The project’s basic attitude has been fundamental to its success. Hence, art is not a finished project that should be studied and uncritically consumed, as in long-outmoded classroom-based teaching. Rather, art and one's own preoccupation with art involves a learning process that wins over potential budding artists for future activities. Getting involved, taking part, actively participating - that is the actual idea behind art and especially behind the “Studio 15/25” project. “Creating works of their own and developing individual means of expression in interaction with the artist and the group, the workshop participants had a tangible influence on the growing exhibition in the project rooms. By presenting artworks directly alongside their own, the participants' results were raised to the same level as the artworks,” says museum director Fuhr. A further aim of the project was to teach the teenagers and young adults how to appreciate art through active artistic analysis of original works. They not only got to know different artists; they were also able to ask them questions and create something together.

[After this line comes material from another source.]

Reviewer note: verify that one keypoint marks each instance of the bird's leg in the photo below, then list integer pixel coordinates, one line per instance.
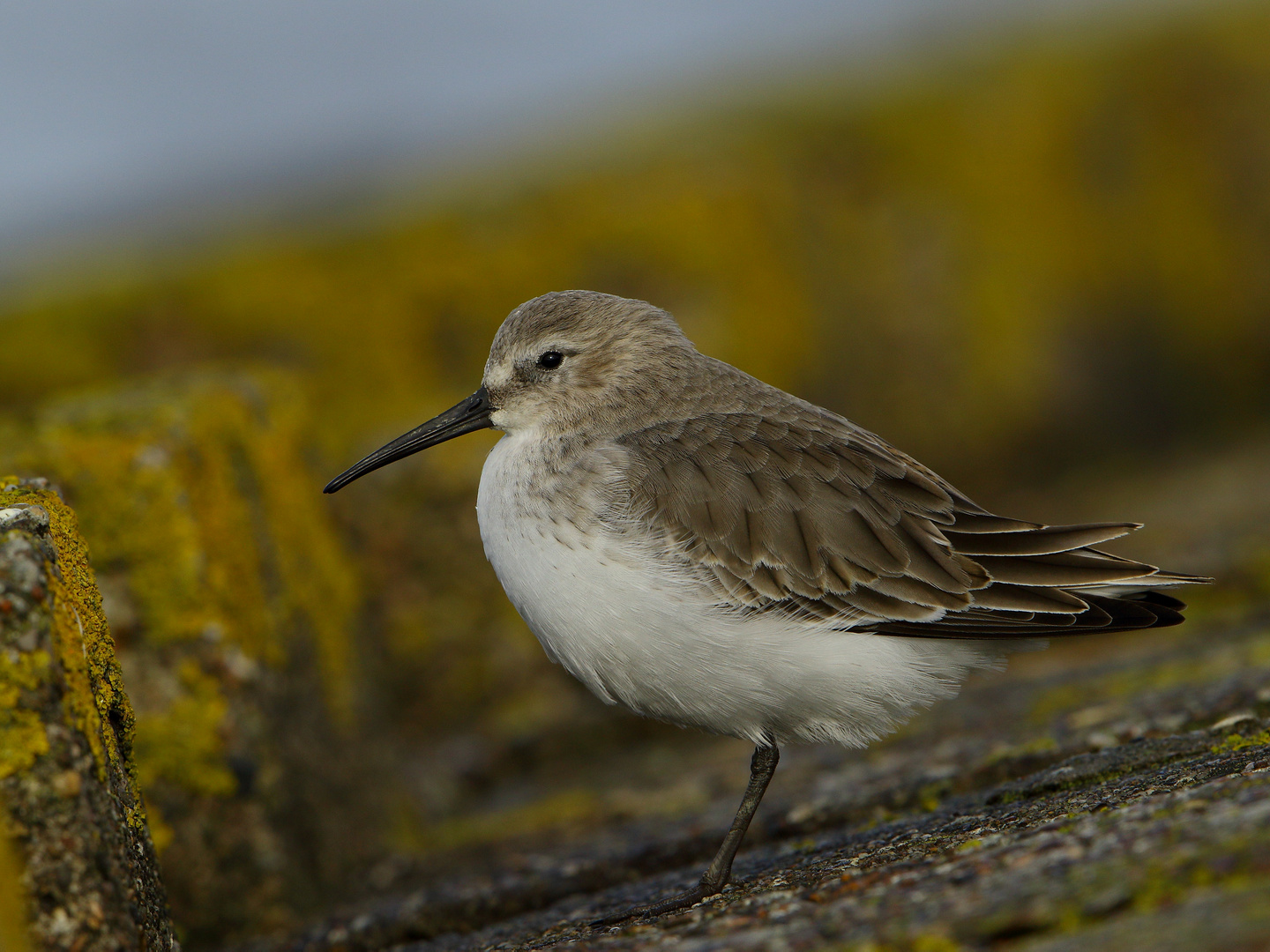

The first of ten weekend workshops was all about the theme “City.Space.Time”. Under the expert guidance of the Kiel architect Simon Kühl, the aim was to fill the completely empty studio and exhibition rooms with life and color. Just two scaffolds were erected to create a sense of space. The result: a colorful “feel-good room” in the museum, which offered visitors the opportunity to lie down, listen to music or - as the young people put it - simply “chill out”. Considerable courage and hands-on work were also required for another workshop: Painting over old has-beens The kind of landscape paintings you’d find on a flea market were spruced up by the teenagers and young adults with smart artistic extras or using collage techniques to transform them into modern eye-catchers. The “Don't waste your time - treat your waste” project was all about repurposing supposed packaging waste. To this end, figures were first formed out of chicken wire, and then covered with previously collected plastic, metal and paper waste. The “Self-portrait instead of selfie” project took an even closer look at the reality of young people’s lives: the participants developed ideas for a group photo, but explored the visual language and different perspectives and possibilities of interpretation much more than they would in their daily use of smartphones - ultimately this led to them questioning the excessive use of selfies.